> Units of Output Depreciation

The units of output depreciation method determines depreciation expense based on the usage of an asset within a specified period. The estimated useful life of an asset is then expressed in relationship to the asset’s estimated productive capacity, which is based on the total number of units you expect the asset to produce during its lifetime. The units of output method is also frequently referred to as the productive output method, the units of production method, or the units of activity method. Units of output depreciation is commonly used when asset usage varies dramatically from period to period.

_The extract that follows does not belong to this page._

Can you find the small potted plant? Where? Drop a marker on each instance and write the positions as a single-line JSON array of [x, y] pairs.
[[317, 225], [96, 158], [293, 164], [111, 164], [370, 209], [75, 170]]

Datastream 7i calculates units of output depreciation by calculating a depreciation cost per unit, which it then uses to calculate the units of output depreciation expense for the period. Datastream 7i calculates the depreciation cost per unit based on the following formula:

(Original value – Residual value) / Estimated lifetime output = Depreciation expense per unit

Datastream 7i then calculates the units of output period depreciation expense based on the following formula:

Depreciation expense per unit x The number of units produced = Units of output depreciation expense

When you enter depreciation data for units of output, select Units of output as the Depreciation method, and then enter values for Original value, Estimated useful life, the unit of measure, and Residual value. You must enter the Est. lifetime output for the asset. Click Enter units of output, and then enter the Units of output for each period.

If you enter a number of units for an asset that would result in dropping the value of the asset below its Residual value, Datastream 7i stores the units of output entered but only calculates depreciation up to the Residual value.